Key design decisions and motivation behind them.

  • By deploying applications and computations within the cloud infrastructure, medical innovation can be driven by increasing amounts of data, computations and collaborations.
  • Computations run in containers on the Massachusetts Open Cloud that are lightweight and recreatable, this allows faster computation and results.
  • Containerizing allows workflows to be easily distributed.

5. Acceptance Criteria:

Minimum acceptance criteria includes a pipeline for the Chris app that can turn a host of MRI images into a text report regarding specific attributes of brain anatomy.

6. Deliverables:

Plugins:

  • pl-mgz2labels (convert mgz files to images of seperated labels of the brain)
  • pl-mriunet_ser (3D-Unet for training and inference)
  • pl-img2report (convert segmented images to volume text report)
  • pl-heatmap (for comparison between ground truth and segmented images)

Weights:

MOC:

7. Release planning:

Sprint 1:

Understanding infrastructure and plugins.
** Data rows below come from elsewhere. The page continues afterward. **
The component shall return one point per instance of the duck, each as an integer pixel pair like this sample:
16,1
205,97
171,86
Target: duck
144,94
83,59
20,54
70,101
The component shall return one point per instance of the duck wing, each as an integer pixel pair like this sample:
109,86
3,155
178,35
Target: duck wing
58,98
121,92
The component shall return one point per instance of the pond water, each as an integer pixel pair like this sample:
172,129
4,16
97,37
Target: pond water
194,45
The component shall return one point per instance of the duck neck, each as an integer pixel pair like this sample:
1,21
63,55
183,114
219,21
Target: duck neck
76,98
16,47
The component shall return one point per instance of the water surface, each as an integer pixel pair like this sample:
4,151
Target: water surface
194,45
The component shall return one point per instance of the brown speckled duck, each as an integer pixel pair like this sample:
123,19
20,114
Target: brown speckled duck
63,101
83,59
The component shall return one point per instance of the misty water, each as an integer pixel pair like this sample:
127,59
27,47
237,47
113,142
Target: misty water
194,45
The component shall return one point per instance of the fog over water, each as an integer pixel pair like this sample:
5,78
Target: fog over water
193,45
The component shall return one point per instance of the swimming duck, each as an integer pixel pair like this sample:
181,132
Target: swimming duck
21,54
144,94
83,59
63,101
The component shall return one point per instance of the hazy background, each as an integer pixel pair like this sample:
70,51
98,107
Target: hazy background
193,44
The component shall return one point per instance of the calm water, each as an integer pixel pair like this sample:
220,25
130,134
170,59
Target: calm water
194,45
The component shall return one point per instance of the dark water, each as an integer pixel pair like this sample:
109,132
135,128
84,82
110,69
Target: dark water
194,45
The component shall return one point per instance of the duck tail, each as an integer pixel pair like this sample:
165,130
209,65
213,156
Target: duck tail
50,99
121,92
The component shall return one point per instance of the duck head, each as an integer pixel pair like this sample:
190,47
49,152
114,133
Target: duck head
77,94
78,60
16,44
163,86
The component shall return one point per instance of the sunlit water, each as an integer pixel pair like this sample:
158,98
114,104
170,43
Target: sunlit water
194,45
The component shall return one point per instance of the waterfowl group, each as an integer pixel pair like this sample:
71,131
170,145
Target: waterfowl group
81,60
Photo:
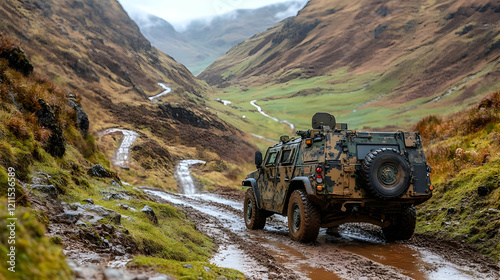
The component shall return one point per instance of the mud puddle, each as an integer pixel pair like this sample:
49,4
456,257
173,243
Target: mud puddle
357,251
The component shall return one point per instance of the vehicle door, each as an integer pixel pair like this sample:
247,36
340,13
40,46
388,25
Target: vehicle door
284,174
268,177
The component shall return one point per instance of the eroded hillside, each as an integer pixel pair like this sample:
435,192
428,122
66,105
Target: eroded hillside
375,63
96,51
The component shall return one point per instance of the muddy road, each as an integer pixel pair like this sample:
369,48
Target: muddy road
358,251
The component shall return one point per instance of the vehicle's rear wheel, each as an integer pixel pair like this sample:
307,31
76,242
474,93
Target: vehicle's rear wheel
303,218
386,173
402,225
255,218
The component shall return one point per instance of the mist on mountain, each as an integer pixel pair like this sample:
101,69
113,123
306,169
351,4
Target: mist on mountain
201,41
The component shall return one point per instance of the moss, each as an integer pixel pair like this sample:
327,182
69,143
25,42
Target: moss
35,256
187,270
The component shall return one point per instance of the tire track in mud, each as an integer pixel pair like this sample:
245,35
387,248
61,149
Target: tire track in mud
359,252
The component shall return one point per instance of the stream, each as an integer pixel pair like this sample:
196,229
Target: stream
292,126
167,90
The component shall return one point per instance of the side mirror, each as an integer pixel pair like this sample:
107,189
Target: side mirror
258,159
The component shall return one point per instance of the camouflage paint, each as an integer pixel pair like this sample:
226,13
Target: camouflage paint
339,153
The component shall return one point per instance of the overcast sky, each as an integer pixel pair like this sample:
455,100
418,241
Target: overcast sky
180,12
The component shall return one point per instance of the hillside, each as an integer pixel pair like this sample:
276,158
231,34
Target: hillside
95,50
371,63
464,151
203,41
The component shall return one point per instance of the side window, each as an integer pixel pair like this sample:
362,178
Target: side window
271,160
287,156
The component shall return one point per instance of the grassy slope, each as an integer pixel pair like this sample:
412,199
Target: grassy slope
367,80
23,140
464,152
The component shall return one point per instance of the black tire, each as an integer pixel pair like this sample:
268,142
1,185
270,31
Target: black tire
386,173
402,225
303,218
255,218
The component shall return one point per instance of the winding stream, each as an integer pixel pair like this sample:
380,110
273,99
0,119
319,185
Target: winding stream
167,90
122,154
292,126
183,175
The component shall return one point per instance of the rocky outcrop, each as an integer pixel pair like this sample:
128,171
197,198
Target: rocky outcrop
99,171
82,120
46,117
18,60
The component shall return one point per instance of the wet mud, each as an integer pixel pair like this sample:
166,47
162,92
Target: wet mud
356,251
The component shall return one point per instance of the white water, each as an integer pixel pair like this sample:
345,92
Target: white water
122,154
166,91
263,138
292,126
184,176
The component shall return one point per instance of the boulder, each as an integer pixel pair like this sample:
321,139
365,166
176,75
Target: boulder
99,171
50,190
68,217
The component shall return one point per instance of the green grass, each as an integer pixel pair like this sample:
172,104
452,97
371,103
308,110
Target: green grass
474,218
183,271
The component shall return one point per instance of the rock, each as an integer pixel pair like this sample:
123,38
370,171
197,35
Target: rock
50,190
99,171
150,213
68,217
112,274
126,207
116,184
483,191
18,60
89,200
46,117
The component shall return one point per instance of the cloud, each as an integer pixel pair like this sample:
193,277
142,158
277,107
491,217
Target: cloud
180,13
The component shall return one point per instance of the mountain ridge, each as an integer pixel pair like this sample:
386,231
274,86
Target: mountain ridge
412,55
203,41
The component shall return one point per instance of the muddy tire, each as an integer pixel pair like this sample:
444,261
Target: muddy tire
303,218
402,226
386,173
255,218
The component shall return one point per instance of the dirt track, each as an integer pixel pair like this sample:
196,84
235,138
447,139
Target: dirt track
357,252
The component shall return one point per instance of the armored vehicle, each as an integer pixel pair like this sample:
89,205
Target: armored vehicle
331,175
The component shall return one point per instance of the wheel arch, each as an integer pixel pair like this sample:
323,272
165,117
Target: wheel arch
296,183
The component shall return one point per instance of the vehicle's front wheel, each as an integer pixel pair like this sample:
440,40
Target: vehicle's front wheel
303,218
255,218
402,225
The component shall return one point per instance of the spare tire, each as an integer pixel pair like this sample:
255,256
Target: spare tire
386,173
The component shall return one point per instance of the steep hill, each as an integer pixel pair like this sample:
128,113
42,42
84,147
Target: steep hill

Install necessary components to begin:

  • Get familiar with ChRIS, web/command-line usage
  • Set up develop environment (Linux, Docker)
  • Research on neural networks that we need in this project
  • Learn how to use the MOC

Sprint 2:

  • Tested existed ChRIS plugins for training and inference on brain MRI
  • A design blueprint of our pipeline
  • Begin working on MOC deplyment

Sprint 3:

  • Finished the pipeline of the first type of classifier (one classifier for the whole brain)
  • Using models on RGB brain inference (just an experiment)
  • Deploy Pman and Pfioh using test scripts

Sprint 4:

  • Built a plugin that converts brain MRI to seperated labels (each for a specific region of this brain)
  • Made the current 3D-Unet plugin able to train and infer brain images in serial
  • Finished the training pipeline of the second type of classifier (one classifer for a specific region of brain)

Sprint 5:

  • Built a plugin that can generate volume text report from segmented brain images
  • Finished the inference pipeline for two types of classifier
  • Able to run plugins on ChRIS UI
  • Able to test plugins on MOC containers

8. Usage:

There are in folders in our plugins, which are the example input files. Follow the readme in our plugins or check the command.txt in our plugins' folder, and run.